In 2013, the jihadist group Islamic State of Iraq and the Levant (ISIL or ISIS) adopted its name and expanded its territorial control in Syria. It began to do so in Iraq also, and committed acts of terrorism in both countries and in Turkey.

== Timeline ==
- On 8 April 2013, having expanded into Syria, the group Islamic State of Iraq (ISI) adopts the name Islamic State of Iraq and the Levant, also known as the Islamic State of Iraq and al-Sham.
- Starting in April 2013, ISIL makes rapid military gains in northern Syria, where according to the Syrian Observatory for Human Rights, it was "the strongest group".
- 11 May: Two car bombs explode in the town of Reyhanlı in Hatay Province, Turkey. At least 51 are killed and 140 injured. The attack is the deadliest single act of terrorism ever to take place on Turkish soil to date. Along with the Syrian intelligence service, ISIL is suspected of carrying out the attack.
- On 5 July, units of the 33rd Infantry Division were deployed to the town of al-Dana after ISIL fighters reportedly opened fire on anti-ISIL protesters. Clashes broke out between the two groups, and resulted in ISIL beheading a commander of the 33rd Division, and taking full control of the town.
- On 9 July, the Free Syrian Army's battalion chief Kamal Hamami—better known by his nom de guerre Abu Bassir al-Jeblawi—was killed by ISIL's Coast region emir in Latakia's rural northern highlands. Al-Jeblawi was travelling to visit the al-Izz Bin Abdulsalam Brigade operating in the region when ISIL members refused his passage.

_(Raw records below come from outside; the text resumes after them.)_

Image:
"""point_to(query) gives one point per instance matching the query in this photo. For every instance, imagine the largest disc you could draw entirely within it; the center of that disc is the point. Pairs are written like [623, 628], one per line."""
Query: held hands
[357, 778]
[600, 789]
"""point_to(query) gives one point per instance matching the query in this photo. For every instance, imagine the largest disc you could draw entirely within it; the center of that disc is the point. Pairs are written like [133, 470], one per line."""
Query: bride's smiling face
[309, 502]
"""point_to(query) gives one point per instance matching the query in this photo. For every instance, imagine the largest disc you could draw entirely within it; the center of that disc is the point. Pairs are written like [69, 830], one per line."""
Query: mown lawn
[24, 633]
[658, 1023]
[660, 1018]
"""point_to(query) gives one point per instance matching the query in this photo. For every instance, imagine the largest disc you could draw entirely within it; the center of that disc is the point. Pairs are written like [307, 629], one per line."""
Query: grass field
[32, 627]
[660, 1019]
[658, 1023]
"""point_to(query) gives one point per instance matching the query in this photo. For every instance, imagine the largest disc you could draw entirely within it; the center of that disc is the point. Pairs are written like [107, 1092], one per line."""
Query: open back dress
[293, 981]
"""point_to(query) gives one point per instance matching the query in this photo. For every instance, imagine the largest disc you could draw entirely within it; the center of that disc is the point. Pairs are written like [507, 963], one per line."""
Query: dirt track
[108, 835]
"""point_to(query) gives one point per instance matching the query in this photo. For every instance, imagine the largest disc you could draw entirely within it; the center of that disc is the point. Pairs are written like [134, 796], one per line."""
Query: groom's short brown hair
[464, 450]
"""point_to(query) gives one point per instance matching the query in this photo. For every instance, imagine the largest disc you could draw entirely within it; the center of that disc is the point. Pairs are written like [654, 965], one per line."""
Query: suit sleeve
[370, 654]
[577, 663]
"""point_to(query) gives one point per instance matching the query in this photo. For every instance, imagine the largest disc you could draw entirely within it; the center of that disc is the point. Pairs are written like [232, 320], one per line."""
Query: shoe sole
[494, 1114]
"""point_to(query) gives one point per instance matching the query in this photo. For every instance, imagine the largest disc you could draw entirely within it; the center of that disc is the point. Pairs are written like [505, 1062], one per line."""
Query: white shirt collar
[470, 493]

- On 22 July, ISIL organizes a mass break-out of its members being held in Iraq's prison in Taji and Abu Ghraib prison, freeing more than 500 prisoners, many of them veterans of the Iraqi insurgency (2003–11) or senior commanders of ISIL. ISIL described the operation as involving 12 car bombs, numerous suicide bombers and mortar and rocket fire. It was described as the culmination of a one-year campaign which was launched by ISIL leader Abu Bakr al-Baghdadi.
- In early August the Menagh Air Base was captured by forces including ISIL, whose suicide bomber detonated car bomb at the airbase.
- In September, members of ISIL killed the Ahrar ash-Sham commander Abu Obeida al-Binnishi, after he had intervened to protect a Malaysian Islamic charity; ISIL had mistaken its Malaysian flag for that of the United States.
- Also in September, ISIL overran the town of Azaz, taking it from the FSA-affiliated Northern Storm Brigade. ISIL had attempted to kidnap a German doctor working in Azaz. In November 2013, Today's Zaman, a newspaper in Turkey, reported that Turkish authorities had detailed information on ISIL's plans to carry out suicide bombings in Turkey.
- From 30 September, several Turkish media websites reported that ISIL had accepted responsibility for the 11 May attack and had threatened further attacks on Turkey.
- In November, Hasan Jazra, the commander of Jabhat Ghuraba al-Sham, was publicly executed by members of ISIL in the town of Atarib. Islamist groups had accused Ghuraba of looting and collaborating at times with the Syrian government.
- In December, there were reports of fighting between ISIL and the Salafist rebel group, Ahrar ash-Sham, in the town of Maskanah, Aleppo.
- In December, ISIL began an offensive in the Anbar province in Iraq, changing the insurgency there into a regional war.